Quel est l’artiste qui t’a vraiment lancé dans le business de la pochette de rap ?

En 2000, j’étais animateur radio et DJ Mars avait une émission juste après la mienne. De fil en aiguille, je voyais les gars de 2 Bal, de La Brigade, venir rapper, je leur montrais ce que je faisais comme illustrations. Je ne faisais pas encore de photos à l’époque. Je dessinais des logos pour des groupes, par exemple. C’est comme ça que j’ai démarré dans le milieu. Je crois que celle qui m’a mis un pied à l’étrier, c’est Princesse Aniès. Grâce à elle, je me suis retrouvé en stage chez le magazine Radikal, qui a fini par me garder comme illustrateur. Mais celui qui m’a le plus boosté, ça reste Lino, quand j’ai bossé sur son premier album solo, « Paradis Assassiné ». C’était la première fois que je sortais du milieu indépendant pour travailler avec une maison de disque.

« La pochette de l’album de PNL, il y a dix ans, on m’aurait ri au nez ! »

Parmi les célèbres pochettes que tu as signées, il y a celle de « Noir D**** » de Youssoupha…
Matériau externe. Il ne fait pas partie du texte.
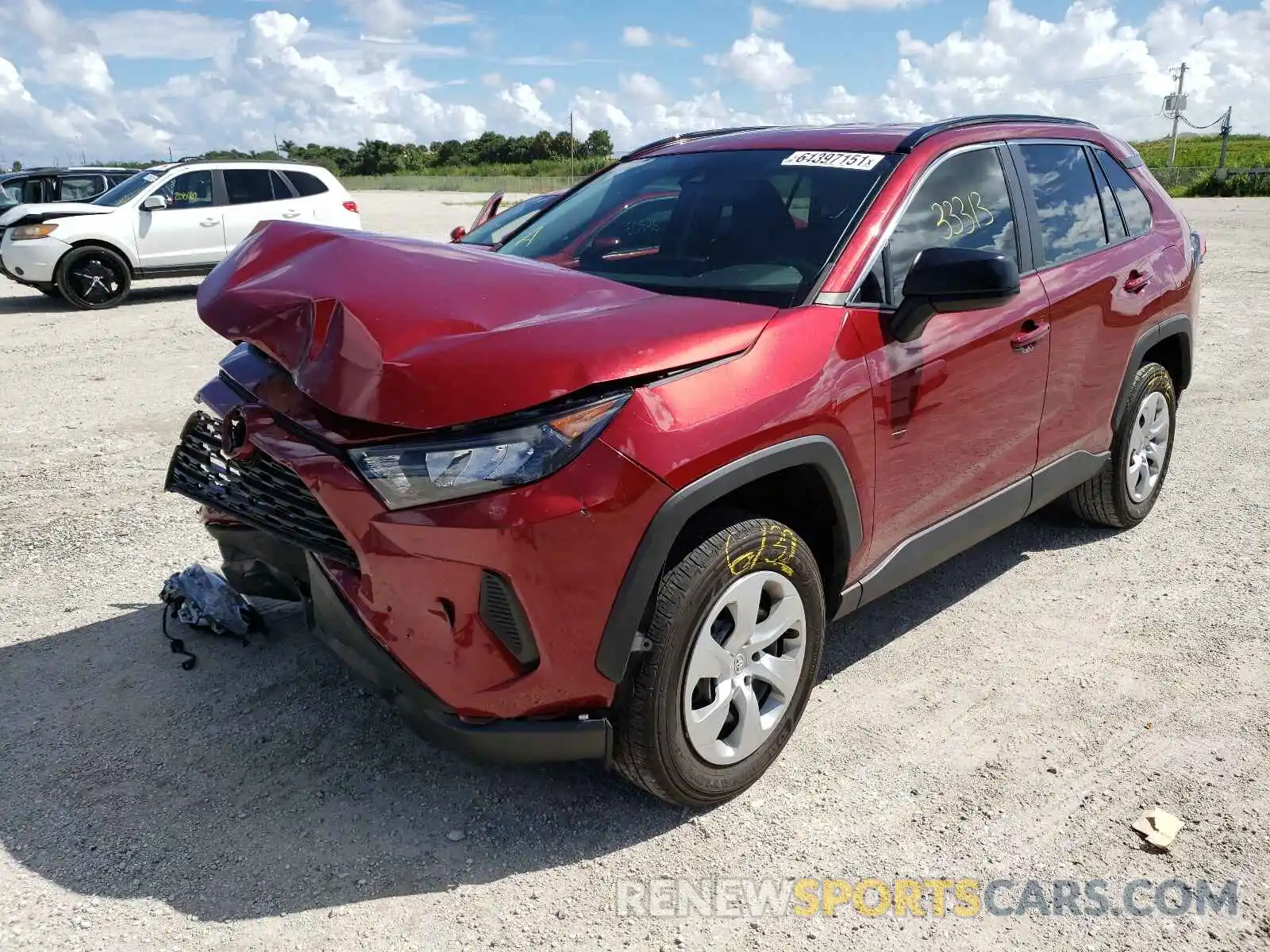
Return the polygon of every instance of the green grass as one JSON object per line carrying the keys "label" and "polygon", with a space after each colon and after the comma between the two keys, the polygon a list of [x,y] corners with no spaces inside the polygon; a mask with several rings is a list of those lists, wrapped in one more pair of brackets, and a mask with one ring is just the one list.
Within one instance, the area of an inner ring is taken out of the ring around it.
{"label": "green grass", "polygon": [[[1168,165],[1168,140],[1135,142],[1142,160],[1152,169]],[[1220,136],[1179,136],[1177,156],[1173,165],[1179,168],[1215,169],[1222,154]],[[1231,169],[1270,168],[1270,136],[1231,136],[1226,151],[1226,165]]]}

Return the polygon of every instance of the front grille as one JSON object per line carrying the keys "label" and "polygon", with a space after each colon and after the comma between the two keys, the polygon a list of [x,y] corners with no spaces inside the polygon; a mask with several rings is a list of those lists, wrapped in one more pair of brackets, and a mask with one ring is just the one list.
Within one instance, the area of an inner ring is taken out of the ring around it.
{"label": "front grille", "polygon": [[164,489],[357,567],[357,555],[300,477],[259,449],[245,459],[227,458],[220,421],[202,410],[185,421]]}

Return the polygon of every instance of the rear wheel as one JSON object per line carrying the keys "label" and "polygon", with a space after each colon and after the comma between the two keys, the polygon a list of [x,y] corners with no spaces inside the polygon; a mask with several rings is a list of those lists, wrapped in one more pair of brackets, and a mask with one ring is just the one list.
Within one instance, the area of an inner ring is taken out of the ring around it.
{"label": "rear wheel", "polygon": [[1076,514],[1116,529],[1146,519],[1168,475],[1176,418],[1177,397],[1168,371],[1158,363],[1143,366],[1129,387],[1111,458],[1097,476],[1067,494]]}
{"label": "rear wheel", "polygon": [[824,590],[787,526],[747,519],[669,566],[652,649],[617,717],[626,779],[679,806],[721,803],[780,755],[824,644]]}
{"label": "rear wheel", "polygon": [[100,245],[72,248],[57,263],[62,297],[81,311],[117,307],[132,287],[128,263]]}

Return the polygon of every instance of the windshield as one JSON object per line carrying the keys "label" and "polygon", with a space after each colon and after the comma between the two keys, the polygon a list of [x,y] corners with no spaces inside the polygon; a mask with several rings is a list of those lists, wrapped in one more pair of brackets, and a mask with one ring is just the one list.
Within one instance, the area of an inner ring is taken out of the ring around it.
{"label": "windshield", "polygon": [[469,231],[458,239],[458,241],[464,245],[497,245],[507,237],[508,234],[511,234],[512,228],[523,222],[531,215],[541,212],[556,198],[559,198],[559,195],[533,195],[533,198],[526,198],[523,202],[517,202],[502,215],[495,215],[480,227]]}
{"label": "windshield", "polygon": [[109,192],[104,192],[93,199],[93,204],[108,204],[118,208],[137,197],[137,193],[146,189],[151,183],[157,182],[163,175],[163,169],[146,169],[138,171],[131,179],[124,179]]}
{"label": "windshield", "polygon": [[883,155],[748,150],[621,162],[498,253],[668,294],[789,307],[874,188]]}

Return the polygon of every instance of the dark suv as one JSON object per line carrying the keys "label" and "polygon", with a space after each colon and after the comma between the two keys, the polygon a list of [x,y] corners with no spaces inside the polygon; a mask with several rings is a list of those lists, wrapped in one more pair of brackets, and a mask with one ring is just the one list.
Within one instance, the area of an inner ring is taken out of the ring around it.
{"label": "dark suv", "polygon": [[0,174],[0,212],[19,204],[91,202],[137,174],[104,165],[23,169]]}
{"label": "dark suv", "polygon": [[424,735],[718,803],[829,622],[1055,500],[1146,518],[1203,250],[1045,117],[681,136],[493,250],[263,223],[168,489]]}

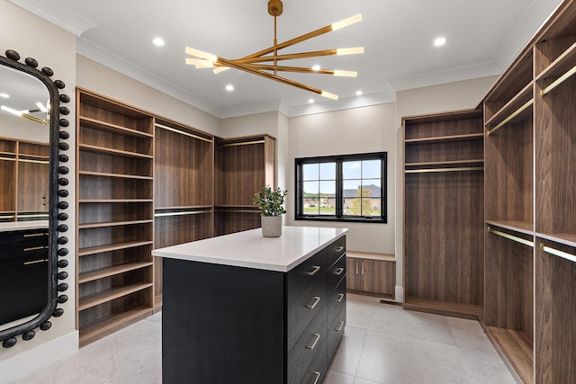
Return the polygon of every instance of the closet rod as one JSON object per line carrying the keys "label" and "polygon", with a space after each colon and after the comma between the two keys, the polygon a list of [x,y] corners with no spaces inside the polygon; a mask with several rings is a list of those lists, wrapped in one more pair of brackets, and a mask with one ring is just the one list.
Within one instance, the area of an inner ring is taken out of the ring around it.
{"label": "closet rod", "polygon": [[264,140],[255,140],[255,141],[244,141],[242,143],[230,143],[230,144],[222,144],[220,147],[238,147],[238,146],[249,146],[251,144],[264,144]]}
{"label": "closet rod", "polygon": [[214,210],[214,212],[260,213],[259,210]]}
{"label": "closet rod", "polygon": [[574,74],[576,74],[576,66],[572,67],[572,69],[569,69],[568,72],[566,72],[565,74],[558,77],[550,85],[546,86],[544,89],[540,91],[540,95],[544,96],[544,94],[546,94],[547,93],[549,93],[550,91],[552,91],[553,89],[554,89],[555,87],[562,84],[564,81],[568,79],[568,77],[572,76]]}
{"label": "closet rod", "polygon": [[525,246],[532,246],[534,248],[534,241],[525,240],[514,235],[508,235],[507,233],[500,232],[496,229],[492,229],[490,227],[488,228],[488,232],[493,233],[494,235],[501,236],[502,237],[506,237],[509,240],[513,240],[513,241],[516,241],[517,243],[524,244]]}
{"label": "closet rod", "polygon": [[211,213],[212,210],[182,210],[179,212],[155,213],[155,218],[162,218],[165,216],[184,216],[184,215],[198,215],[200,213]]}
{"label": "closet rod", "polygon": [[517,117],[518,115],[519,115],[520,113],[522,113],[524,111],[526,110],[526,108],[528,108],[530,105],[534,104],[534,99],[530,99],[528,102],[526,103],[526,104],[522,105],[520,108],[518,108],[518,110],[516,110],[514,112],[512,112],[508,117],[507,117],[506,119],[504,119],[502,121],[500,121],[500,124],[498,124],[496,127],[492,128],[491,129],[490,129],[488,131],[488,136],[491,135],[492,133],[494,133],[496,130],[500,129],[500,128],[504,127],[506,124],[508,124],[512,119],[514,119],[515,117]]}
{"label": "closet rod", "polygon": [[463,171],[483,171],[483,166],[467,166],[463,168],[432,168],[432,169],[407,169],[406,174],[430,174],[437,172],[463,172]]}
{"label": "closet rod", "polygon": [[156,125],[158,128],[162,128],[162,129],[164,129],[166,130],[171,130],[173,132],[179,133],[181,135],[189,136],[191,138],[197,138],[199,140],[206,141],[207,143],[212,143],[212,140],[210,139],[210,138],[202,138],[202,136],[194,135],[192,133],[188,133],[188,132],[185,132],[184,130],[176,129],[176,128],[168,127],[166,125],[158,124],[158,122],[156,124],[154,124],[154,125]]}
{"label": "closet rod", "polygon": [[50,164],[49,160],[28,160],[26,158],[19,158],[18,161],[22,163]]}
{"label": "closet rod", "polygon": [[546,246],[544,244],[541,244],[540,247],[545,253],[556,255],[558,257],[562,257],[562,259],[570,260],[572,263],[576,263],[576,256],[574,256],[572,254],[569,254],[569,253],[564,252],[564,251],[559,251],[558,249],[552,248],[550,246]]}

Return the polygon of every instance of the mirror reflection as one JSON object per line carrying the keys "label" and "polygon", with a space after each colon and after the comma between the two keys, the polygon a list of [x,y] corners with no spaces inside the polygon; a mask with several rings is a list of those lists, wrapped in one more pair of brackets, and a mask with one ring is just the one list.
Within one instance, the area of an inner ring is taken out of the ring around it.
{"label": "mirror reflection", "polygon": [[49,298],[50,92],[0,66],[0,330]]}

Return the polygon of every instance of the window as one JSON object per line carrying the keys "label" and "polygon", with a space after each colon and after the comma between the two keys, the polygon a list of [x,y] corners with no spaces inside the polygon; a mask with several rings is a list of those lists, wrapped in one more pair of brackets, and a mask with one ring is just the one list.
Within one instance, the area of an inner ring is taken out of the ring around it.
{"label": "window", "polygon": [[386,222],[386,152],[296,159],[297,220]]}

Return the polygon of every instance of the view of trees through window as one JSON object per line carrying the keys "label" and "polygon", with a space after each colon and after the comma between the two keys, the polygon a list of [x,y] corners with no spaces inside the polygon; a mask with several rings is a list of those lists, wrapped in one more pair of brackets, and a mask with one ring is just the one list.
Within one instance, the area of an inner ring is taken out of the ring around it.
{"label": "view of trees through window", "polygon": [[297,216],[382,218],[384,155],[298,160]]}

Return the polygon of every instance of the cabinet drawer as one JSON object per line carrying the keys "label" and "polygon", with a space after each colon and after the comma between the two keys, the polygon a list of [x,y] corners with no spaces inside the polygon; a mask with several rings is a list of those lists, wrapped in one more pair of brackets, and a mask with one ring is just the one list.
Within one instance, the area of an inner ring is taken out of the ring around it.
{"label": "cabinet drawer", "polygon": [[306,329],[313,318],[324,313],[326,316],[326,281],[324,284],[312,284],[301,297],[290,307],[287,314],[287,351],[290,351],[302,331]]}
{"label": "cabinet drawer", "polygon": [[286,276],[286,302],[290,307],[311,286],[326,286],[326,248],[290,271]]}
{"label": "cabinet drawer", "polygon": [[338,315],[342,308],[346,308],[346,276],[340,280],[336,289],[328,296],[328,322]]}
{"label": "cabinet drawer", "polygon": [[334,353],[338,346],[346,327],[346,303],[339,309],[337,316],[330,320],[331,324],[328,327],[328,355],[330,359],[334,357]]}
{"label": "cabinet drawer", "polygon": [[336,263],[328,269],[328,290],[334,290],[342,278],[346,276],[346,255],[342,255]]}
{"label": "cabinet drawer", "polygon": [[328,264],[332,265],[334,262],[346,253],[346,236],[335,240],[328,246]]}
{"label": "cabinet drawer", "polygon": [[[328,326],[328,318],[326,316],[326,306],[322,306],[314,317],[314,320],[302,333],[302,335],[296,342],[294,347],[288,353],[288,383],[301,384],[304,376],[307,375],[308,370],[314,365],[317,354],[327,358],[328,345],[326,343],[326,330]],[[321,361],[322,356],[318,356]],[[326,370],[324,370],[325,372]],[[306,379],[308,380],[308,378]],[[312,381],[313,382],[313,381]],[[320,382],[320,381],[319,381]]]}

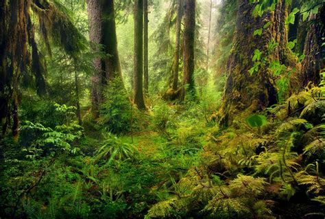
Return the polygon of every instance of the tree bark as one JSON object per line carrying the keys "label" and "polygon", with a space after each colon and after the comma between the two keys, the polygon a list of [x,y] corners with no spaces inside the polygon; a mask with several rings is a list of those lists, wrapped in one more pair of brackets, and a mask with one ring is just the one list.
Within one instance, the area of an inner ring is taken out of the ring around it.
{"label": "tree bark", "polygon": [[[254,7],[249,0],[239,1],[233,47],[227,64],[227,80],[219,111],[221,125],[231,124],[241,112],[252,113],[277,102],[276,77],[267,67],[259,68],[252,76],[248,72],[254,64],[252,58],[255,49],[265,54],[269,42],[274,40],[279,45],[269,58],[287,66],[295,63],[286,47],[287,27],[285,20],[287,12],[284,1],[279,1],[274,12],[265,12],[262,17],[252,16]],[[271,25],[263,30],[262,36],[253,36],[254,31],[267,21]]]}
{"label": "tree bark", "polygon": [[134,54],[133,100],[139,108],[145,109],[143,97],[143,0],[134,1]]}
{"label": "tree bark", "polygon": [[317,15],[309,17],[309,22],[313,20],[314,22],[308,28],[305,40],[304,54],[306,57],[302,61],[300,73],[302,87],[309,82],[317,86],[320,82],[320,72],[325,67],[325,49],[324,46],[322,47],[324,42],[322,38],[325,37],[325,17],[322,16],[324,13],[325,6],[322,6]]}
{"label": "tree bark", "polygon": [[206,71],[208,70],[208,52],[210,45],[210,34],[211,32],[211,14],[212,14],[212,0],[210,1],[210,16],[208,19],[208,44],[206,46]]}
{"label": "tree bark", "polygon": [[79,78],[78,73],[75,71],[75,104],[77,105],[77,117],[78,118],[78,124],[82,125],[80,111],[80,91],[79,91]]}
{"label": "tree bark", "polygon": [[144,89],[149,89],[149,64],[148,64],[148,0],[143,0],[143,77]]}
{"label": "tree bark", "polygon": [[[99,117],[99,107],[103,102],[103,87],[109,84],[114,78],[122,79],[117,50],[114,0],[87,0],[89,23],[89,39],[95,52],[104,51],[104,58],[94,58],[95,73],[92,77],[92,111],[95,118]],[[104,49],[101,48],[102,45]],[[103,50],[101,50],[103,49]],[[124,89],[124,87],[121,88]]]}
{"label": "tree bark", "polygon": [[109,82],[112,78],[122,78],[121,64],[117,50],[114,0],[101,1],[102,3],[102,44],[107,54],[105,58],[106,79]]}
{"label": "tree bark", "polygon": [[[185,93],[195,95],[194,84],[194,43],[195,35],[195,1],[186,0],[183,34],[184,75],[182,99]],[[185,89],[185,87],[186,88]]]}
{"label": "tree bark", "polygon": [[183,17],[182,0],[178,0],[177,5],[176,38],[175,41],[175,54],[173,65],[173,90],[178,87],[178,71],[180,67],[180,41],[182,19]]}
{"label": "tree bark", "polygon": [[[102,27],[101,13],[102,8],[99,0],[87,0],[87,11],[89,25],[89,40],[91,49],[94,52],[99,52],[99,44],[101,43]],[[95,118],[99,117],[99,102],[101,102],[101,84],[103,82],[103,67],[101,60],[96,57],[93,60],[95,72],[91,77],[91,111]]]}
On avait déjà travaillé ensemble sur son album précédent, « Sur les chemins du retour ». Les maisons de disques avaient des idées bien arrêtées sur ce que devait être une pochette de rap. Quand il est redevenu indépendant pour « Noir D**** », il m’a dit de me faire plaisir. Je lui ai dit : « Ok, bah on ne te met pas sur la pochette alors. » On cassait les automatismes du milieu.

Les pochettes de rap ont beaucoup changé depuis tes débuts ?

Dans les années 2000, c’était style crâne rasé, visage crispé, capuché, énervé. Bon, il y en a encore qui mettent des cagoules  je viens de travailler avec Kalash Criminel par exemple. Mais les codes se sont ouverts aujourd’hui. Depuis que des Américains comme A$AP Rocky ou Kanye West ont commencé à ramener une imagerie plus mode, plus nineties, à épurer leur image, les rappeurs de cités françaises ont commencer à vouloir du rose, des arc-en-ciels, puis à se laisser pousser les cheveux.  J’ai bossé sur la pochette de l’album de PNL, jamais je n’aurais pu faire ça il y a dix ans, on m’aurait ri au nez. C’est pastel, fluo bizarre, assez improbable.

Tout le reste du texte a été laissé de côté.